The changes in the main headings of activity in this business area are as follows:

As of December 31, 2013, the balance of “Loans and advances to customers (gross)” stood at €28,397 million, down 6.1% on the €30,228 million as of December 31, 2012. This decrease is due basically to reduction of the wholesale customer loan portfolio, as a result of the deleveraging process underway in Europe, since retail activity continues to perform favorably. Worth noting is the strong performance of the Garanti portfolios, particularly loans in liras, which are up 27.6% year-on-year at constant exchange rates. There is also an increase in the foreign currency portfolio, related to project finance (up 9.7% year-on-year at constant exchange rates).

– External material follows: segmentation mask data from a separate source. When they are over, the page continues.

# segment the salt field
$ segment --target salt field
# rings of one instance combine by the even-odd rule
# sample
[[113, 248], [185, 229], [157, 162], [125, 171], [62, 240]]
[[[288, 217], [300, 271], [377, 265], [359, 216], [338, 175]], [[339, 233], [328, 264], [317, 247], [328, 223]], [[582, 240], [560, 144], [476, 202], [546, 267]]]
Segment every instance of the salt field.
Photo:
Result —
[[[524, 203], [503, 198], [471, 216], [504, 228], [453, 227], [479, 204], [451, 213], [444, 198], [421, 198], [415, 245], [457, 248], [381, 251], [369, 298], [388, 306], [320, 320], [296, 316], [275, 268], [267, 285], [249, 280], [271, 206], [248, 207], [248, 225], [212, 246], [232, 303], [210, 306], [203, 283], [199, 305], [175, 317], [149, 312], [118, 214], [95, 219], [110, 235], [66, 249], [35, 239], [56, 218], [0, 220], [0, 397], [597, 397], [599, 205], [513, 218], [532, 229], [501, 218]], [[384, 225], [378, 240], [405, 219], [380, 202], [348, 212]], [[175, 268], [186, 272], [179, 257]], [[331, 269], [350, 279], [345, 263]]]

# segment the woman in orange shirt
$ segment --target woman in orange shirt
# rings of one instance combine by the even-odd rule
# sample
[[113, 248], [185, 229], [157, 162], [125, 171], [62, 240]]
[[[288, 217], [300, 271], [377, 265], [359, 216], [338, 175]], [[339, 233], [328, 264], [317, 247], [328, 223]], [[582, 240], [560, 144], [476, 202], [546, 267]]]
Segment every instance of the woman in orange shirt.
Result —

As regards risk indicators, there has been an increase in the NPA ratio, which as of December 31, 2013 stood at 3.4%, compared with 2.8% in 2012. The coverage ratio remains in line with the figure for 2012 and the risk premium has increased to 1.11%.

As of December 31, 2013, the balance of “Customer deposits” stood at €16,475 million, practically unchanged compared with the figure for December 2012. However, at constant exchange rates there has been an increase of 12.6% due to the strong performance of wholesale customer deposits, which increased 9.3% over the year, and the retail business, which has grown 13.6% year-on-year. As for Garanti's customer funds, the Turkish bank showed strong performance in gathering deposits in the local currency (up 20.6% at constant exchange rates), well above the sector average (up 14.8%), which has resulted in a year-on-year increase in market share of around 50 basis points, according to the latest information available as of December 2013. The annual increase in deposits in foreign currencies is 3.5% at constant exchange rates.